Evidently the survey sought to identify the applications seen by non-IT company management to be delivering best value. Almost one third (32%) said that e-business initiatives (undefined) had delivered higher levels of business value when compared with other core business applications. Stand-alone CRM, however, was roasted as delivering lowest value. Most (76%) said that CRM had delivered less value than e-business, supply chain and ERP systems.
In fact, it found that manufacturing specifically has failed to achieve virtually any benefit from CRM. Just 4% of IT directors listed it as the application “delivering the highest level of business value to the company”. ERP was given the thumbs up as delivering greatest return on investment, despite criticism in recent years, with 48% listing it as their most valuable application, mostly in terms of operational efficiencies.
There will be several reasons for this, not least of which is that CRM has been so vastly hyped by a vendor community apparently desperate to have something different to sell. But to this, observers and those that have done it would add the problems of user, as well as management, acceptance, and integration with the incumbent ERP system.

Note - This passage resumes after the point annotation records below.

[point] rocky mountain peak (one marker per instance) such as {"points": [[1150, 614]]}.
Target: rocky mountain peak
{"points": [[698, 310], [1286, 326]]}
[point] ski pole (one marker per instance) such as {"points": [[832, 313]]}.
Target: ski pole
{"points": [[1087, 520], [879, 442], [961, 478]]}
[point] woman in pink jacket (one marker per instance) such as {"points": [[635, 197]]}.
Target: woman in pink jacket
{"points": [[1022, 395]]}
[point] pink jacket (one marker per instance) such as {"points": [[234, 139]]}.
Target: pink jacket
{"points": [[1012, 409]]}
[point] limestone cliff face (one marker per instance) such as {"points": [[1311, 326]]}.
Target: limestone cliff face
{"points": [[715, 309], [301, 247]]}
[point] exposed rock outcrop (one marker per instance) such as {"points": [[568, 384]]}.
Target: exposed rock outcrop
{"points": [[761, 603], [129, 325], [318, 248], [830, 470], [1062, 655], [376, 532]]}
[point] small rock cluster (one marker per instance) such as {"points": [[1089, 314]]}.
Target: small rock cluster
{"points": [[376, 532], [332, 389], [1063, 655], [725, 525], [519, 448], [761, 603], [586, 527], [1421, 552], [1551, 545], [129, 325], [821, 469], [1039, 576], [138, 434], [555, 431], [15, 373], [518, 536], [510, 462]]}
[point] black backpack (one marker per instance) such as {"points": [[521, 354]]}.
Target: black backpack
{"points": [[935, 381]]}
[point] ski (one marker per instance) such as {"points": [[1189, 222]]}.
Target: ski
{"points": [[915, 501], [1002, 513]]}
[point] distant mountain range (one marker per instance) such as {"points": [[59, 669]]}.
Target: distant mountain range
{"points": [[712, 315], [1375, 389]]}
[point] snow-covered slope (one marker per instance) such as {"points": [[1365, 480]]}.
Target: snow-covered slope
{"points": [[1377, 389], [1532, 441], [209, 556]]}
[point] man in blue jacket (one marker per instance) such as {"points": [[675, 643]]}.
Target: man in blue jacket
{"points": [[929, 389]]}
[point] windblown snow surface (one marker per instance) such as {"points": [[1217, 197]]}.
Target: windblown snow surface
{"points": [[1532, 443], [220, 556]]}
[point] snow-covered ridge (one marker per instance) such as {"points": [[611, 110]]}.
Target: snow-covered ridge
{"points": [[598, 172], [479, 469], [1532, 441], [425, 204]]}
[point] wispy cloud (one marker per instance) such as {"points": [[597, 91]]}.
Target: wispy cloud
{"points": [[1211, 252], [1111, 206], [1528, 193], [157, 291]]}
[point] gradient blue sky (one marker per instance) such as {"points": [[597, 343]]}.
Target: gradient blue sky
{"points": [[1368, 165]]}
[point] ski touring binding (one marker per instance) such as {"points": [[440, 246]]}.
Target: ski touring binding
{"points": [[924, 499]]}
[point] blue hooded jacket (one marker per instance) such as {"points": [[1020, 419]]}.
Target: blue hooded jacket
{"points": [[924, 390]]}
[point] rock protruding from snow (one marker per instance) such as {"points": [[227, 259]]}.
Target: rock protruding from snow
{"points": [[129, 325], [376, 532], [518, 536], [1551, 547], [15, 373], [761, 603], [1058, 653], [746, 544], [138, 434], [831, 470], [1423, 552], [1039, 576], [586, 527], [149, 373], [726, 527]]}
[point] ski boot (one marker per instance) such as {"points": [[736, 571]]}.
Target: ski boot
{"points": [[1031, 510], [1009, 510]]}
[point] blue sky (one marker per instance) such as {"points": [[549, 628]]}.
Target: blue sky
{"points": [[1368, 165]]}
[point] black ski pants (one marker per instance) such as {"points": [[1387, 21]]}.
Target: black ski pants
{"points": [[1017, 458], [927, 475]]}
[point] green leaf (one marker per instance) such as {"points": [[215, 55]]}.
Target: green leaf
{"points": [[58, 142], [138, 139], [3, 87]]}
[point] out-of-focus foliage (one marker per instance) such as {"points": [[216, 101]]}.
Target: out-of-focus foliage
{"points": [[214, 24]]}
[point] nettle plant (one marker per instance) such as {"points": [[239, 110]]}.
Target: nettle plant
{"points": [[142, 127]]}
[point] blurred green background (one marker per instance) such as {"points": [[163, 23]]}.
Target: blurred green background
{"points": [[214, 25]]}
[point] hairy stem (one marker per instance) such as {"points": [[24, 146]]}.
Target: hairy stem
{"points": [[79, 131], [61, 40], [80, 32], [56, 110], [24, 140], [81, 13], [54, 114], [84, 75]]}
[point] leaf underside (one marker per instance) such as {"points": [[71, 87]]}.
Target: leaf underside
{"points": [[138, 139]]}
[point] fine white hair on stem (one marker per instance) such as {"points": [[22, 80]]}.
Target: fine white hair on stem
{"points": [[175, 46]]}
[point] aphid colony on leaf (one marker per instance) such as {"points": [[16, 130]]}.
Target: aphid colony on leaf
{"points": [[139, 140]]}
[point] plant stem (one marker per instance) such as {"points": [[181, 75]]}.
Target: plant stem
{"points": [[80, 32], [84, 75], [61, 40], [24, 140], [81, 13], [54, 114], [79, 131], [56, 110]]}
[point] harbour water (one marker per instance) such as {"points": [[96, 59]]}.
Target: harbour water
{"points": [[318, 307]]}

Cynics would also comment that CRM, for most in manufacturing, needs to be nothing more than an extension of the sales order processing module of ERP. Proponents of CRM say it provides businesses with better visibility; detractors note that ERP, executed properly, has always been about that.
Certainly, asserting that CRM conveys the ability to perform functions like web-based product configuration, supplier relationship management, even supply chain management and aspects of supply chain execution, is little short of insulting our intelligence. Those suites exist and have done for some time – and the web largely makes them cheaper and more worth implementing.
Joel Reed, product marketing manager for JDE’s formerly Youcentric CRM offering, notes that in his experience manufacturers express key problems as lack of visibility of demand on the one hand, and sales forces still taking orders and promising delivery for products that are neither on the production schedule, nor in stock. And that results in the familiar expediting nightmare. Does that say CRM required?
He argues that ERP systems to date haven’t delivered that kind of visibility and hence the problem. But Colin Hudson, CRM specialist for the firm, notes that market forces direct vendors to separate CRM as a special, separate application – the market forces promulgated by the vendors themselves.
That’s not to say we don’t need to support what’s tritely called the customer-facing aspects of our businesses with robust and helpful IT. And there’s no doubt that this needs to be sales force focused and therefore process-orientated and free format, as opposed to purely transactional. But for most, suites like product configurators added to their existing ERP systems, and data driving customer/sales modules, even dare we say, a spreadsheet or two, are quite enough.
Nevertheless, JDE says that no fewer than 60 of its CRM systems have been sold world-wide since the acquisition and integration programme last year, with two in the UK.
And the firm quotes a couple of satisfied users. Indianapolis-based Inland Paperboard and Packaging, for example, is using a module of CRM module called Advanced Order Configurator (AOC), which lets sales staff configure product orders for customers ensuring right product, right time, and the implication is that it’s helping in ‘mass customisation’.
Inland is also implementing a self-service web site, a place where its customers can buy products and check order history and delivery status.
Sounds good, but don’t call that CRM.